The reason for the long life time of $B$-hadrons is that the CKM element $|V_{tb}| > 0.999$, meaning that the preferred decay of the $b$-quark is to a $t$-quark (and vice versa). However because $m_{top} >> m_{bottom}$ this `isn't allowed' for $b$-quarks.

My feeling is that at very high energies, i.e $E_{bottom} >> m_{top}$, that the decay $b \rightarrow t$ would be permitted. I would therefore conclude from this as well, that the lifetime of the $b$-quark would change dramatically as $E_{bottom} \rightarrow m_{top}$. Is that correct? If not, why not?

Answer 1

It doesn't matter whether the $b$-quark is highly energetic, it can never decay to a top quark and a $W$-boson if it is on mass shell, by which I mean, $p^2=E^2 - \vec p^2 =m_b^2$. To see this, consider energy-momentum conservation, $$ b^\mu = W^\mu + t^\mu \Rightarrow m_b^2 = M_W^2 + m_t^2 + 2W\cdot t = M_W^2 + m_t^2 + 2 E_t M_W $$ However, since the energy $E_t$ is positive, energy-momentum cannot be conserved in the decay - the left-hand-side cannot equal the right-hand-side for the measured particle masses.

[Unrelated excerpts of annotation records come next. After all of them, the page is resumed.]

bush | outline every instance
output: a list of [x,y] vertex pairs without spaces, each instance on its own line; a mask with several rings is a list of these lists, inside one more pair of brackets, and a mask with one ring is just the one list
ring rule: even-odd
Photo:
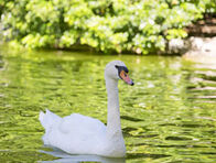
[[88,45],[101,52],[164,51],[184,26],[215,12],[212,0],[4,0],[4,40],[25,47]]

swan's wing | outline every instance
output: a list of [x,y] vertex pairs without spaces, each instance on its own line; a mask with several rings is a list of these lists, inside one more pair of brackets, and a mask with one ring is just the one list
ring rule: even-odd
[[76,134],[78,137],[93,137],[93,134],[102,134],[106,126],[98,119],[73,113],[63,118],[58,129],[63,133]]
[[94,153],[106,137],[106,126],[101,121],[79,113],[61,118],[46,111],[40,113],[40,121],[46,130],[44,144],[68,153]]

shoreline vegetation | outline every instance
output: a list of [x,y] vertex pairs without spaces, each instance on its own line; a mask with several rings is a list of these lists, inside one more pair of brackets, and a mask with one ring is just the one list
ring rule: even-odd
[[0,9],[0,35],[13,47],[185,54],[216,33],[212,0],[6,0]]

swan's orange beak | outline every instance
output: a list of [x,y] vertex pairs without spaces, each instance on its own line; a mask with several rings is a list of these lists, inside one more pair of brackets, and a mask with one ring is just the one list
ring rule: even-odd
[[119,75],[121,79],[125,80],[128,85],[131,85],[131,86],[134,85],[133,82],[130,79],[128,73],[126,73],[125,70],[121,70]]

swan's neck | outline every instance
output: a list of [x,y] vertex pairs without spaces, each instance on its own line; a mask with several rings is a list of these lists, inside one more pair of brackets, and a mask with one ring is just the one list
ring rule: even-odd
[[120,112],[119,112],[119,93],[118,80],[106,78],[108,95],[108,113],[107,113],[107,137],[122,137]]

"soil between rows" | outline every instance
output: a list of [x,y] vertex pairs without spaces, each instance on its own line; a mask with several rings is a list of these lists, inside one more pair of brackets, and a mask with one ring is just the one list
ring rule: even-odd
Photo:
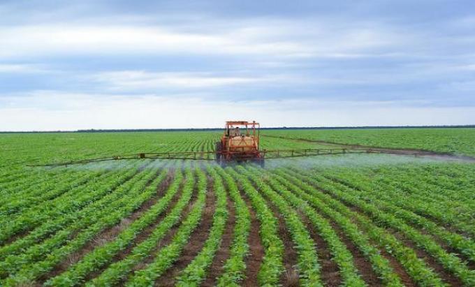
[[211,229],[213,215],[216,209],[216,193],[212,188],[212,179],[208,178],[208,190],[206,193],[206,205],[199,225],[191,233],[188,244],[184,246],[182,255],[173,266],[161,276],[155,286],[175,286],[176,277],[194,259],[203,249]]

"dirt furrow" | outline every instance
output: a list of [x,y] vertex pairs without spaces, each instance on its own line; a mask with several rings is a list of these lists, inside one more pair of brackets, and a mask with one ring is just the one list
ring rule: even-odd
[[[147,182],[146,185],[148,186],[150,183],[152,183],[156,176],[159,175],[160,172],[161,170],[158,170],[155,176],[153,178],[151,178]],[[50,272],[42,276],[40,278],[39,281],[43,282],[49,278],[57,276],[58,274],[66,271],[70,266],[79,262],[86,254],[92,251],[95,248],[114,240],[119,233],[126,229],[135,220],[140,217],[142,214],[144,214],[144,212],[145,212],[149,208],[150,208],[150,207],[154,205],[156,201],[163,196],[163,193],[168,186],[170,184],[170,182],[173,177],[173,172],[169,172],[168,175],[167,175],[167,177],[160,183],[156,189],[156,194],[154,195],[152,198],[150,198],[150,200],[144,203],[142,206],[140,206],[140,207],[132,213],[129,216],[122,219],[118,224],[103,230],[101,233],[98,234],[92,240],[89,241],[82,249],[68,256],[68,258],[59,263],[56,268],[54,268]],[[91,276],[92,276],[92,274],[91,274]]]
[[242,281],[242,286],[245,287],[253,287],[258,286],[257,281],[257,274],[259,272],[261,265],[264,257],[264,247],[261,242],[259,230],[261,225],[256,216],[256,212],[252,208],[252,205],[244,193],[242,193],[242,199],[247,205],[247,208],[251,214],[251,228],[249,230],[249,254],[246,258],[246,272],[244,279]]
[[233,229],[235,225],[236,217],[234,204],[228,195],[227,198],[227,208],[228,212],[228,222],[226,223],[226,227],[223,233],[221,246],[214,255],[213,262],[210,267],[210,270],[206,279],[205,279],[201,284],[203,286],[214,286],[216,285],[217,278],[223,273],[223,265],[230,256],[230,248],[233,243],[233,238],[234,236]]
[[212,180],[208,179],[208,191],[206,193],[206,205],[203,212],[200,224],[191,233],[188,244],[184,246],[182,255],[173,266],[161,276],[155,282],[156,286],[175,286],[175,277],[180,271],[186,268],[203,249],[210,234],[212,225],[213,215],[216,209],[216,194],[212,188]]

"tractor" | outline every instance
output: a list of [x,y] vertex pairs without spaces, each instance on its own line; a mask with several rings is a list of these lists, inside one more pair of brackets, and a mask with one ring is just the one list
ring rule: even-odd
[[259,150],[260,126],[255,121],[228,121],[221,140],[216,142],[215,159],[221,165],[231,162],[254,162],[264,166]]

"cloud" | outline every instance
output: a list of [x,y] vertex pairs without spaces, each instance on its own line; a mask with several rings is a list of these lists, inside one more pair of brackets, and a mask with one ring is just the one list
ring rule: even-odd
[[112,90],[205,88],[272,81],[264,77],[225,77],[199,73],[150,73],[142,71],[104,72],[92,77]]
[[38,65],[0,64],[0,73],[38,73],[48,72],[50,72],[50,71]]
[[228,119],[255,119],[263,126],[466,124],[475,112],[474,107],[414,108],[384,102],[291,99],[231,103],[173,96],[54,91],[0,101],[1,131],[219,127]]
[[220,126],[240,113],[269,125],[473,124],[475,17],[461,3],[3,1],[1,119],[25,129]]

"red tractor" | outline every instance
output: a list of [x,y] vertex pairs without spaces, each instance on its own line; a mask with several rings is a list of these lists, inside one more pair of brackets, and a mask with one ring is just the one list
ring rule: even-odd
[[246,121],[226,122],[221,140],[216,143],[216,161],[226,165],[230,162],[253,161],[264,166],[264,155],[259,151],[258,123]]

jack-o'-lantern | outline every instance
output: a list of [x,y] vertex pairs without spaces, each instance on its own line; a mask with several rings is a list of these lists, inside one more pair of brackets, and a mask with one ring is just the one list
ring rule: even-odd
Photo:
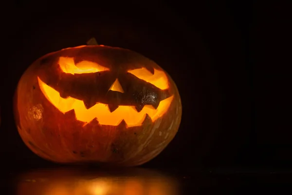
[[147,169],[101,172],[91,170],[39,170],[16,179],[21,195],[177,195],[178,182]]
[[24,72],[15,96],[22,140],[59,163],[143,164],[174,138],[181,119],[169,76],[140,54],[110,46],[40,58]]

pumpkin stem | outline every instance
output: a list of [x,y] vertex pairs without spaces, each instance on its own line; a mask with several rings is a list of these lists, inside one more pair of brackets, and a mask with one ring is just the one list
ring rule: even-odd
[[98,45],[98,43],[96,41],[96,39],[94,37],[92,37],[86,42],[86,44],[88,45]]

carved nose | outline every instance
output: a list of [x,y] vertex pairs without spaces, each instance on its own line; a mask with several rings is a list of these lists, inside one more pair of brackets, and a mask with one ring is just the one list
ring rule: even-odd
[[124,90],[123,90],[123,88],[121,86],[120,82],[118,79],[116,79],[116,80],[114,81],[113,83],[111,85],[110,87],[110,88],[109,90],[111,91],[118,91],[119,92],[124,93]]

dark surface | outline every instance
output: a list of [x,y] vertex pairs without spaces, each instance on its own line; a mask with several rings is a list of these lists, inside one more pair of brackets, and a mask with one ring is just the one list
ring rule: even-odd
[[[191,175],[181,179],[185,192],[234,194],[249,193],[250,187],[262,192],[274,189],[273,184],[290,185],[291,3],[238,1],[6,7],[1,13],[4,57],[0,72],[5,92],[0,96],[5,172],[16,166],[51,165],[25,146],[15,126],[12,97],[21,74],[43,55],[94,37],[99,44],[129,49],[154,60],[180,90],[183,113],[179,133],[144,167],[185,167],[182,173]],[[25,2],[16,3],[36,3]],[[255,174],[201,176],[190,168],[222,166],[231,173],[236,172],[230,168],[235,166]],[[272,171],[264,174],[262,167]],[[283,173],[270,173],[277,168]]]

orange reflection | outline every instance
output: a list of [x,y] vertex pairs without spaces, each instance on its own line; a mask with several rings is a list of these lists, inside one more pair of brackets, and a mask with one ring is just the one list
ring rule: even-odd
[[63,72],[72,75],[96,73],[110,70],[96,63],[89,61],[82,61],[75,65],[73,58],[60,57],[59,65]]
[[63,113],[74,109],[77,120],[89,122],[96,118],[102,125],[117,126],[124,119],[128,127],[142,125],[146,114],[152,121],[161,117],[167,111],[173,98],[173,96],[160,101],[157,109],[152,105],[145,105],[138,112],[134,106],[119,106],[112,113],[107,104],[97,103],[87,109],[83,101],[72,97],[64,98],[60,93],[44,83],[37,77],[40,88],[47,99]]
[[145,68],[129,70],[128,72],[159,89],[164,90],[168,88],[167,77],[163,71],[154,69],[154,74],[153,75]]
[[126,169],[122,172],[123,176],[114,172],[40,170],[18,176],[17,195],[179,194],[178,183],[171,177],[144,169]]

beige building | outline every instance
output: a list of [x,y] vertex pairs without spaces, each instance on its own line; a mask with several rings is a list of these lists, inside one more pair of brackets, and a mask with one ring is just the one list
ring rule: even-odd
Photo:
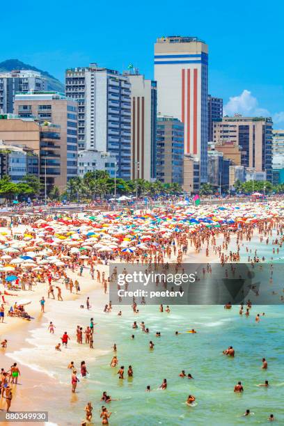
[[200,189],[199,160],[191,155],[184,154],[183,190],[189,194],[197,194]]
[[[272,180],[272,120],[270,118],[223,117],[214,123],[215,149],[236,165],[265,171]],[[221,147],[221,148],[220,148]],[[239,157],[237,150],[240,151]]]
[[242,151],[240,147],[237,143],[230,142],[217,143],[215,145],[215,150],[219,152],[223,152],[223,157],[231,159],[236,166],[241,165]]
[[[15,118],[13,118],[15,117]],[[42,183],[45,178],[47,193],[54,186],[61,190],[66,185],[66,168],[61,166],[61,127],[52,124],[40,124],[31,118],[21,119],[10,115],[8,119],[0,120],[0,140],[6,145],[21,145],[31,148],[40,154],[40,178]],[[52,169],[49,167],[50,159],[56,159]],[[46,166],[45,166],[46,161]],[[45,175],[46,172],[46,175]]]
[[77,174],[77,102],[56,92],[18,93],[14,112],[23,119],[36,118],[52,123],[53,131],[43,127],[40,146],[40,175],[45,173],[49,186],[64,190],[67,182]]
[[131,83],[131,178],[150,182],[156,177],[156,82],[139,74],[127,75]]

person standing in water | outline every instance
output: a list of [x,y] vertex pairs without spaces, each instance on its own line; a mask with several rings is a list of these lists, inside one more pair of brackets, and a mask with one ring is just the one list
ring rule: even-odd
[[75,393],[77,384],[80,381],[77,377],[77,370],[73,370],[73,372],[72,373],[71,377],[71,384],[72,384],[72,393]]

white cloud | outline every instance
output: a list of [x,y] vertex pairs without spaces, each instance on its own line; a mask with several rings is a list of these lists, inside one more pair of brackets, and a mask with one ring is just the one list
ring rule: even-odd
[[245,89],[239,96],[232,96],[224,106],[224,115],[233,116],[235,113],[246,116],[269,116],[267,109],[258,107],[256,97],[251,92]]
[[273,117],[273,122],[276,125],[281,124],[284,125],[284,111],[281,111],[280,113],[276,113]]
[[284,129],[284,111],[271,113],[265,108],[258,106],[258,101],[245,89],[239,96],[232,96],[224,105],[224,116],[242,114],[247,117],[272,117],[274,129]]

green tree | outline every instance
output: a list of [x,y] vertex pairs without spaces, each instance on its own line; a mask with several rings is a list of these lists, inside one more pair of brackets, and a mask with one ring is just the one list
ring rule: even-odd
[[35,175],[26,175],[26,176],[22,178],[22,180],[32,189],[31,194],[35,196],[40,195],[40,190],[43,188],[43,184],[37,176]]
[[200,186],[199,194],[200,195],[210,195],[213,193],[213,187],[211,184],[203,183]]
[[18,191],[17,184],[10,182],[10,176],[6,175],[0,180],[0,194],[4,196],[6,200],[18,194]]
[[58,187],[54,187],[50,191],[48,196],[51,200],[59,200],[60,198],[60,191]]

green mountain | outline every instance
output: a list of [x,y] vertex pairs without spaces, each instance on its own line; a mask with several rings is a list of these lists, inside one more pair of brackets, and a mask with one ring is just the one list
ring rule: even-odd
[[13,71],[13,70],[33,70],[33,71],[38,71],[46,79],[47,90],[55,90],[64,93],[64,84],[47,71],[42,71],[42,70],[39,70],[36,67],[33,67],[33,65],[24,63],[24,62],[21,62],[18,59],[8,59],[7,61],[0,62],[0,72]]

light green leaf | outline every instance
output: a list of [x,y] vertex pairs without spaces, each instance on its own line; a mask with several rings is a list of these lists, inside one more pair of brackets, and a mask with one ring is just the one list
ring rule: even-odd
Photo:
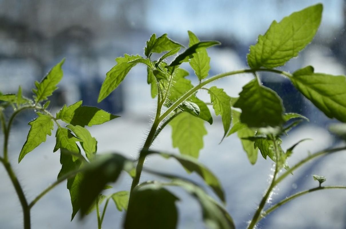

Now, if the $b$-quark is not on mass-shell, $p^2\neq m_b^2$, the decay is possible. An off-shell $b$-quark could be an internal line - a virtual particle - in a Feynman diagram. Decay widths (i.e. lifetimes) are different for particles that are not on mass shell. However, since particles off-mass shell are not propagating (they are internal in Feynman diagrams), when we talk of a life-time, we always mean an on-shell particle.

Answer 2

If you consider the decay from the frame where the b-quark is at rest: then p=0 and E=m(bottom quark)*c2 and it can't decay to the more massive top quark. It would violate the energy energy-momentum conservation law.